Uma provocação, esta, que procura despertar as consciências e suscitar atos e tomada de posição públicas coerentes com a própria adesão de fé. Padre Alessandro e Padre Gianluca são pároco e vice-pároco de S. Michele Arcangelo, em Mapello; Padre Andre é pároco em Valtrighe; Padre Emanuele, administrador paroquial em S. Zenono, na cidade de Ambivere. O texto redigido por eles contém uma análise da situação de pobreza e desigualdade econômica e social características das relações Norte – Sul do Mundo, agravadas mais depois da grande crise econômica iniciada em 2007. Situação tornada ainda mais dramática com a crise dos refugiados.
Em tal contexto, os quatro padres individuam a precisa responsabilidade dos Países Ocidentais: “O status de refugiados – escrevem – é liberado somente a um altíssimo preço: ter conseguido fugir dos bombardeamentos, ter sobrevivido a torturas, a sequestros e às ondas do mar. Nenhum reconhecimento é dado a quem provém de regiões empobrecidas por um sistema global injusto e arriscou a vida para procurar um pouco de dignidade.
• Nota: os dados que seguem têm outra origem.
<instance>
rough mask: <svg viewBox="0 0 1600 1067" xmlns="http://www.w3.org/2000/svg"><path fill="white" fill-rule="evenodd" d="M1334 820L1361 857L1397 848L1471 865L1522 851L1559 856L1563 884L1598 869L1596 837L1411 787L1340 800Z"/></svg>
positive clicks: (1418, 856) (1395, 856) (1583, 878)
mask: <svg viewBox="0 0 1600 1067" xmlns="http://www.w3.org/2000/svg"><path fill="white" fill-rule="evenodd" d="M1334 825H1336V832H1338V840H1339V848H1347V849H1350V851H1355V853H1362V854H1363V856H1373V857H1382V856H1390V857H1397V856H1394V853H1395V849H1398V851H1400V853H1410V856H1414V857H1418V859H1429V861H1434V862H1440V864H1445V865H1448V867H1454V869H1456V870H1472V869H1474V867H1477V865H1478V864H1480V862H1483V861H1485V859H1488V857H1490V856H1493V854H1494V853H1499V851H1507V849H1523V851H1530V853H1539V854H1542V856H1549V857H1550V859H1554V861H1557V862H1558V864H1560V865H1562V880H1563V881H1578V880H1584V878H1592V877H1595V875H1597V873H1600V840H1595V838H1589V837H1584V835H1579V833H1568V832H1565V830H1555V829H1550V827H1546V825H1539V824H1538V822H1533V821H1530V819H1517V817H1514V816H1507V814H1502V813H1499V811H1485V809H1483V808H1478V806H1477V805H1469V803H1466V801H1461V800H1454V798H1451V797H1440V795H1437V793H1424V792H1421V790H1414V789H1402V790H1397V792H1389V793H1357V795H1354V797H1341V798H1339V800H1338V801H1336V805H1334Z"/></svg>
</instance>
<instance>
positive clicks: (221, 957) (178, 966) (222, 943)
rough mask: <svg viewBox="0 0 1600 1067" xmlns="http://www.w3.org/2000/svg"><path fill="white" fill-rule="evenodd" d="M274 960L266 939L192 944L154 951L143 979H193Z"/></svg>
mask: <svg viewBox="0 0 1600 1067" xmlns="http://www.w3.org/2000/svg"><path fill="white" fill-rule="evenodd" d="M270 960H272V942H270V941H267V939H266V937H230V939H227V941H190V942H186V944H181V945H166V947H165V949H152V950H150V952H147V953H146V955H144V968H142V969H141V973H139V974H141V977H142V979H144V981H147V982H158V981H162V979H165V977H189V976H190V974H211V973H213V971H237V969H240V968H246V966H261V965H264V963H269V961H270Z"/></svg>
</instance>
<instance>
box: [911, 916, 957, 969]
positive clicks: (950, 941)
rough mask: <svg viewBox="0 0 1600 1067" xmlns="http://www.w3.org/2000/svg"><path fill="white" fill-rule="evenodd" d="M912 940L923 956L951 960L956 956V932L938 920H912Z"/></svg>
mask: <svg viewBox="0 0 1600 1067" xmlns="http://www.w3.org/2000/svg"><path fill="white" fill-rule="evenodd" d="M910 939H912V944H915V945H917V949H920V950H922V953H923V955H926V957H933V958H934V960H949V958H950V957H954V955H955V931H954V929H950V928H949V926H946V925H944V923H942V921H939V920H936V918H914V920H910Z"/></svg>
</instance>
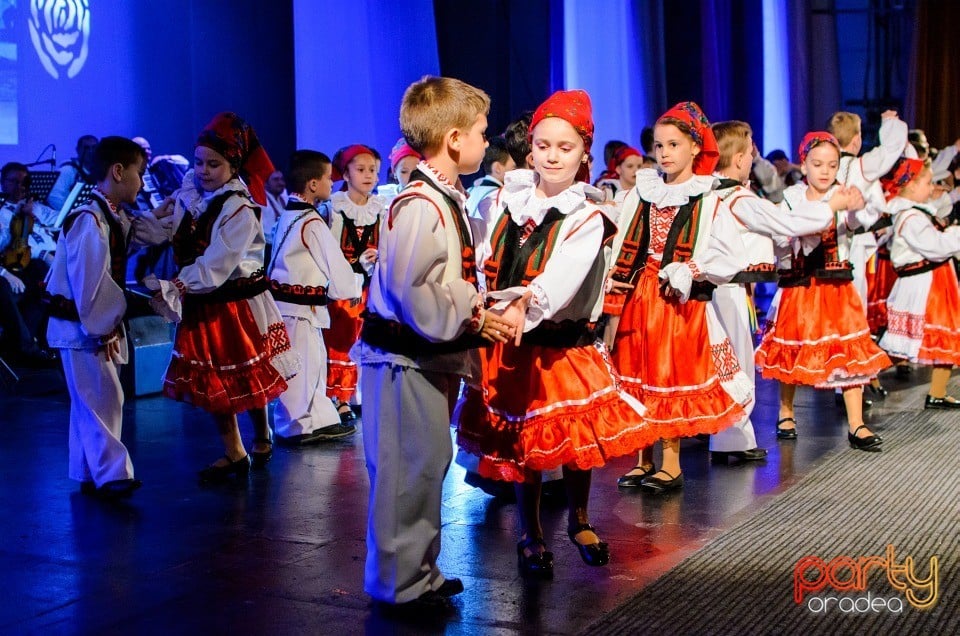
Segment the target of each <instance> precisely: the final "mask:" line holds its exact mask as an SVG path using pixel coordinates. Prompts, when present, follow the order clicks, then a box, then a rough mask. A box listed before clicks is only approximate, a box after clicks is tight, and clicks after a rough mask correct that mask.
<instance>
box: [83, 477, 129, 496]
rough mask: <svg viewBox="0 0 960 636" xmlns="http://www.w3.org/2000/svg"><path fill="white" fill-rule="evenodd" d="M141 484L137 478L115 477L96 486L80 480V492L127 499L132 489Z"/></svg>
mask: <svg viewBox="0 0 960 636" xmlns="http://www.w3.org/2000/svg"><path fill="white" fill-rule="evenodd" d="M141 486H143V482H142V481H140V480H139V479H115V480H114V481H108V482H106V483H105V484H103V485H101V486H100V487H99V488H97V486H96V484H94V483H93V482H92V481H82V482H80V493H81V494H84V495H87V496H88V497H96V498H98V499H127V498H129V497H131V496H133V491H135V490H137V489H139V488H140V487H141Z"/></svg>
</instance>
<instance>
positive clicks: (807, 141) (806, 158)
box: [797, 130, 840, 163]
mask: <svg viewBox="0 0 960 636" xmlns="http://www.w3.org/2000/svg"><path fill="white" fill-rule="evenodd" d="M820 144H830V145H832V146H833V147H834V148H836V149H837V152H840V142H839V141H837V138H836V137H834V136H833V135H831V134H830V133H828V132H824V131H822V130H817V131H815V132H809V133H807V134H806V135H804V136H803V140H802V141H801V142H800V147H799V148H798V149H797V155H799V156H800V163H803V162H804V161H806V160H807V155H809V154H810V151H811V150H813V149H814V148H816V147H817V146H819V145H820Z"/></svg>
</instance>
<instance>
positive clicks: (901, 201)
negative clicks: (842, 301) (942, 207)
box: [880, 159, 960, 409]
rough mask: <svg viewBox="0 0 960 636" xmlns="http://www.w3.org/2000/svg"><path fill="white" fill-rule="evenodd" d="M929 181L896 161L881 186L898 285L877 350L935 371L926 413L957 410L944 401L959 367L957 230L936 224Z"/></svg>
mask: <svg viewBox="0 0 960 636" xmlns="http://www.w3.org/2000/svg"><path fill="white" fill-rule="evenodd" d="M932 181H933V173H932V172H931V170H930V168H929V167H926V166H924V163H923V161H921V160H920V159H900V160H899V162H898V163H897V165H895V166H894V169H893V170H891V171H890V173H889V174H887V175H886V176H885V177H883V179H882V180H881V183H882V185H883V189H884V192H885V193H886V196H887V199H888V201H889V203H888V208H889V210H890V213H891V214H892V215H893V240H892V241H891V246H890V259H891V261H892V262H893V266H894V268H895V270H896V273H897V280H896V282H895V283H894V284H893V289H892V290H891V292H890V298H889V300H888V301H887V305H888V309H887V331H886V333H884V335H883V337H882V338H881V339H880V347H881V348H883V349H884V350H885V351H886V352H887V353H889V354H890V355H891V356H892V357H896V358H903V359H906V360H909V361H910V362H913V363H915V364H923V365H929V366H933V371H932V373H931V376H930V391H929V393H928V394H927V397H926V401H925V402H924V408H927V409H960V401H958V400H956V399H954V398H952V397H950V396H948V395H947V381H948V380H949V379H950V371H951V369H952V368H953V367H954V366H956V365H957V364H960V287H958V283H957V275H956V272H955V270H954V268H953V264H952V262H951V261H952V259H953V258H955V257H957V256H958V255H960V227H957V226H955V225H951V226H947V227H942V226H941V225H940V224H939V223H938V222H937V218H936V216H937V215H936V208H935V207H934V206H933V205H931V204H930V199H931V196H932V195H933V185H932Z"/></svg>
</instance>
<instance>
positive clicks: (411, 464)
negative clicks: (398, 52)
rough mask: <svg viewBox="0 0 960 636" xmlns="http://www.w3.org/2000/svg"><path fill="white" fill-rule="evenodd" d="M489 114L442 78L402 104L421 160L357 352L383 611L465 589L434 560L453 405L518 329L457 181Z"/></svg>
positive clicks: (379, 279) (449, 445) (375, 570)
mask: <svg viewBox="0 0 960 636" xmlns="http://www.w3.org/2000/svg"><path fill="white" fill-rule="evenodd" d="M489 109H490V99H489V97H487V95H486V94H485V93H484V92H483V91H481V90H479V89H477V88H474V87H473V86H470V85H468V84H465V83H463V82H461V81H459V80H455V79H450V78H444V77H425V78H423V79H422V80H420V81H419V82H415V83H414V84H412V85H411V86H410V87H409V88H408V89H407V91H406V93H404V96H403V103H402V105H401V107H400V128H401V130H402V131H403V136H404V137H405V138H406V140H407V143H408V144H410V146H411V147H412V148H413V149H414V150H416V151H417V152H419V153H421V154H422V155H423V157H424V160H423V161H421V162H420V163H419V164H418V165H417V168H416V169H415V170H414V171H413V174H412V175H411V178H410V182H409V183H408V184H407V186H406V187H405V188H404V189H403V190H402V191H401V192H400V194H399V195H397V197H396V199H394V201H393V204H392V205H391V207H390V212H389V214H388V215H387V218H386V219H385V220H384V223H383V228H382V231H381V235H380V243H379V254H378V260H377V264H376V267H375V269H374V272H373V276H372V279H371V283H370V291H369V297H368V301H367V302H368V304H367V310H368V314H367V316H366V318H365V320H364V324H363V328H362V330H361V333H360V341H359V342H358V343H357V345H356V346H355V347H354V350H353V355H354V358H355V359H357V360H358V362H359V364H360V365H361V366H362V367H363V371H362V373H361V389H362V392H363V395H364V396H365V401H364V407H363V414H362V418H363V444H364V452H365V454H366V460H367V473H368V474H369V477H370V503H369V509H368V517H367V561H366V569H365V576H364V589H365V590H366V592H367V593H368V594H370V596H371V597H373V599H374V601H376V602H378V603H380V604H382V606H384V607H385V608H392V607H399V608H403V609H405V610H413V611H415V612H416V611H427V612H443V611H446V610H449V609H450V607H451V606H450V601H449V597H450V596H453V595H455V594H458V593H460V592H461V591H462V590H463V584H462V583H461V582H460V580H459V579H445V578H444V576H443V574H442V573H441V572H440V570H439V568H438V567H437V556H438V555H439V553H440V505H441V498H442V485H443V478H444V475H445V474H446V471H447V467H448V466H449V465H450V460H451V458H452V455H453V448H452V444H451V440H450V420H451V415H452V406H453V404H454V403H455V401H456V397H457V392H458V389H459V387H460V380H461V379H462V378H473V377H475V376H476V374H477V373H478V371H479V356H478V355H477V352H476V351H475V348H476V347H477V346H479V345H481V344H482V343H483V342H484V340H486V341H491V342H492V341H499V342H505V341H506V340H507V339H508V338H512V337H513V334H514V329H515V326H514V325H512V324H510V323H508V322H506V321H504V320H502V319H501V318H499V317H498V316H496V315H494V314H490V313H488V312H487V311H486V310H484V307H483V297H482V296H481V294H480V293H479V292H478V288H477V277H476V264H475V262H474V247H473V237H472V236H471V231H470V224H469V221H468V218H467V213H466V209H465V207H464V203H465V201H466V197H465V195H464V192H463V190H462V189H461V187H460V186H459V176H460V175H461V174H470V173H472V172H476V170H477V169H478V168H479V167H480V162H481V161H482V160H483V155H484V150H485V148H486V146H487V144H486V141H485V139H484V135H483V133H484V130H485V129H486V127H487V113H488V112H489Z"/></svg>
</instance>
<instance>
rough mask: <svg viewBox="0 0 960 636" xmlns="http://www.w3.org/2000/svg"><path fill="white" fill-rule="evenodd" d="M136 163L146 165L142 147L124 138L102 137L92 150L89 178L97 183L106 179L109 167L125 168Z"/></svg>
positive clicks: (134, 142) (130, 139)
mask: <svg viewBox="0 0 960 636" xmlns="http://www.w3.org/2000/svg"><path fill="white" fill-rule="evenodd" d="M138 161H140V162H142V163H143V165H146V163H147V153H146V151H145V150H144V149H143V146H141V145H140V144H138V143H137V142H135V141H133V140H131V139H127V138H126V137H116V136H113V137H104V138H103V139H101V140H100V142H99V143H98V144H97V145H96V147H94V149H93V164H92V165H91V167H90V176H91V177H92V178H93V180H94V181H95V182H97V183H99V182H101V181H103V180H104V179H106V178H107V173H108V172H110V167H111V166H113V165H115V164H118V163H119V164H120V165H121V166H123V167H124V168H127V167H129V166H131V165H133V164H135V163H137V162H138Z"/></svg>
Esta é a Europa: pronta a amputar uma das fortalezas da sua melhor tradição humanista (Direitos Humanos), antes que ceder estes mesmos direitos aos pobres, que a ela mesma contribuiu a criar. A Europa das instituições despeja sobre a boa vontade dos cidadãos voluntários a tarefa de salvar as aparências reservando um pouco de humanidade a quem consegue chegar, esgotado de suas forças, nas costas do continente. Evita, porém, de fazer aquilo que deveria: rever as políticas econômicas e a política exterior a partir dos direitos do homem e dos direitos dos povos. Deste modo os pobres são assistidos por um pouco de tempo. Depois são abandonados ao próprio destino. Ou extraditados de volta, ou abandonados na floresta europeia do tráfico humano, da exploração da mão de obra, da clandestinidade. Os pobres esperavam que na Europa a humanidade viesse antes da cidadania, antes do bem-estar, antes das diferenças religiosas, antes que qualquer outra coisa. Erraram. O pensamento em voga é que a sua situação não depende de nós, que temos já os nossos problemas. Do mesmo modo como os Países europeus individualmente, também os diversos setores da administração do Estado descarregam sobre os outros a responsabilidade, aduzindo confusão normativa, suspeitando riscos de terrorismo e arremessando contra os pobres as crônicas incapacidades na assistência dos próprios cidadãos italianos”.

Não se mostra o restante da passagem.